Slow Burn by Stephen Leather
The latest in the Spider Shepherd series. An ISIS bombmaker is bargaining to be given asylum in the UK with information he has about terrorist cells. So Shepherd is sent to Syria to bring back his wife and son. He’s also charged with interviewing three young jihadi brides who are trapped in a refugee camp having been stripped of their UK citizenship. Shepherd has to discover if they might also have information useful to the security services. So far, so simple. But into this mix you can add Mossad, MI5, MI6 and a terrorist plot in London involving drones. This is another thoroughly entertaining and fast-paced thriller in the Spider Shepherd series. Cornish Eskimo thought it a really great read and awarded 5-Stars.

House of the Hanged by Mark Mills
Having previously read (and reviewed) Where Dead Men Meet by Mark Mills, Freyja chose House of the Hanged which is set in 1935. Tom Nash, a British writer, has been living at the very western end of the French Riviera for 5 years where he surrounds himself with lots of friends. Before moving to France Tom had been a spy but he’s put that life behind him – or so he thinks. One night he gets an unwelcome visit from an Italian assassin. Tom is the one who triumphs in the encounter and before finishing the man off manages to extract the name of the person who supposedly wants Tom dead. The trail leads him to the Soviet Union, a country where he lived and worked just after WW1. So, the question is, which piece of Tom’s past is catching up with him now? Freyja says: “I liked this for the above-normal quality of the writing, for the resourceful Tom, and for its suspenseful story. You can never be sure who Tom can trust but finding out gives the reader a pretty exciting ride.” 4.5 Stars.

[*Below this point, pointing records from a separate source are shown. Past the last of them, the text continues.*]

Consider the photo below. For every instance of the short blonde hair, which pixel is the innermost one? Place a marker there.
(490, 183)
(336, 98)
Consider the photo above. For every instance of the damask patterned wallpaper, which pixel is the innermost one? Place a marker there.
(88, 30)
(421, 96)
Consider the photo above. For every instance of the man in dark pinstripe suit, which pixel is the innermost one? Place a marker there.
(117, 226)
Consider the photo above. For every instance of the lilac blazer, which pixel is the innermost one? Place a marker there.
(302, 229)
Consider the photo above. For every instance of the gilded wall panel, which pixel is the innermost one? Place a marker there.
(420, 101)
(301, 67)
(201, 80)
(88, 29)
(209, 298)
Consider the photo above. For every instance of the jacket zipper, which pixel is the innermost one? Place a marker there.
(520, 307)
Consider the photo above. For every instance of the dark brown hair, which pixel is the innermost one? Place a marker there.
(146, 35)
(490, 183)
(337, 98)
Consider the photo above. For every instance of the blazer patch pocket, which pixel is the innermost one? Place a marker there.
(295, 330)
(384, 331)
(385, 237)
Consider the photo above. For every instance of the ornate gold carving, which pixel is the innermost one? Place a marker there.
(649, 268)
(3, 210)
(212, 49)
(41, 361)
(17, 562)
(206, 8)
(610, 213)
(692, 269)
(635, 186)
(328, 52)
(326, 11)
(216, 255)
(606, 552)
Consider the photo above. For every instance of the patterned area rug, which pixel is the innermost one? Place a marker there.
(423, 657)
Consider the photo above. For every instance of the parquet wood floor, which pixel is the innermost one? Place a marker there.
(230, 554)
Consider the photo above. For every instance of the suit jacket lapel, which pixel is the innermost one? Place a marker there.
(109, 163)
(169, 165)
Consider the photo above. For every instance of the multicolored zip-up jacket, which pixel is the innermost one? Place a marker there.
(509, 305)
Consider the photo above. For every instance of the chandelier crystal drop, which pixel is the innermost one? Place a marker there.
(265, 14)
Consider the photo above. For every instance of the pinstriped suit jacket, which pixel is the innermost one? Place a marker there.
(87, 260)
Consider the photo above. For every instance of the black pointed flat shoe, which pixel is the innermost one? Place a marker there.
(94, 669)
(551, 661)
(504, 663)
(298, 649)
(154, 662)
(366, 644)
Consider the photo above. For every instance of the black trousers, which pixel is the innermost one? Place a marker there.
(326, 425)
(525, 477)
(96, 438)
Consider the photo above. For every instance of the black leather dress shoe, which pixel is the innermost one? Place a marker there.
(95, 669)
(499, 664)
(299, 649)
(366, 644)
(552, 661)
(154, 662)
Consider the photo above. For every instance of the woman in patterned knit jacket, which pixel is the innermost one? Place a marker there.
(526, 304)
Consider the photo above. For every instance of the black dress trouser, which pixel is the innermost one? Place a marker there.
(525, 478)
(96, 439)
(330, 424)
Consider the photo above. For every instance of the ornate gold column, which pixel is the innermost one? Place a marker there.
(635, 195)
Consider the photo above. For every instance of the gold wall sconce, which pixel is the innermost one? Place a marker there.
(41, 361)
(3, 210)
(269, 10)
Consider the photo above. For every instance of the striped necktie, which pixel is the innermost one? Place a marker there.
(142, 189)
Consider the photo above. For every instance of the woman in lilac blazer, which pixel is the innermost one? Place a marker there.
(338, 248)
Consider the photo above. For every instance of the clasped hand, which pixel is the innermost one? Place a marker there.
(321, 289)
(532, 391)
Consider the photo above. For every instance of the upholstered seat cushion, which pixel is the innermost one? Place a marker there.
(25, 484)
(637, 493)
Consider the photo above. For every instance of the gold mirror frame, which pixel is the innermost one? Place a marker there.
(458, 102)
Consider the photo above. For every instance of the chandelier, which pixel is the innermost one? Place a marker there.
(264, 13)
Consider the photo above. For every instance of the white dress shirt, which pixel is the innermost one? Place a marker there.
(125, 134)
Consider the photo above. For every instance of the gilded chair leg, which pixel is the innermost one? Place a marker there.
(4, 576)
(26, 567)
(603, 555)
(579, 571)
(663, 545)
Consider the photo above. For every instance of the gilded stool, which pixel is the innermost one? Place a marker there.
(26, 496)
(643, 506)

The Darkest Place by Jo Spain
Having so enjoyed Dirty Little Secrets by Jo Spain, Feebs found The Darkest Place, which is Book 4 in the Inspector Tom Reynolds series. Don’t be put off by it being part of a series because you’re given enough backstory in each novel to make you feel that you’re fully up to speed. These are really dark and clever stories, told with humour. This one takes place over one Christmas when a mass grave is discovered on an island that used to be the site of a psychiatric institution. Of course nothing is straightforward, and this is a very satisfying plot with a surprise ending. And like Jo Spain’s other books, it’s full of really human and believable characters. Feebs loved it and awards 5-Stars.

Cold Kill by P.J. Tracy
Published in 2016 this is Book 7 in the Monkeewrench series that features the homicide detectives Leo Magozzi and Gino Rolseth. It’s Christmas and there’s a spate of killings in Minneapolis – all seemingly unrelated. But then the police realise there’s a connection between them all. Clover enjoys these books because the stories build slowly and you feel as if you’re reading about a proper investigation – one clue and one step at a time. The puzzles are complicated which makes the stories satisfying. She gave this one 4.5 Stars.

The Death of Mrs Westaway by Ruth Ware
Mo really enjoyed this twisty tale that’s set in Cornwall. Harriet’s mother has recently been killed in a hit-and-run accident, and she’s all alone and living and working in Brighton. Then a letter arrives telling her she’s the granddaughter of a woman called Mrs Westaway who lived in Cornwall and who recently died. Harriet doesn’t think she’s related to Mrs Westaway at all. But she has nothing to lose, so she travels to Cornwall to meet her ‘family’ but mostly to see if there’s anything to be gained financially. There she finds an assortment of ‘cousins’ and other relations who all seem ready to welcome her into the family fold. But nothing is as straightforward as it seems and soon her own life is in danger. Mo says the story was, at one point, unputdownable and she gives it 4-Stars.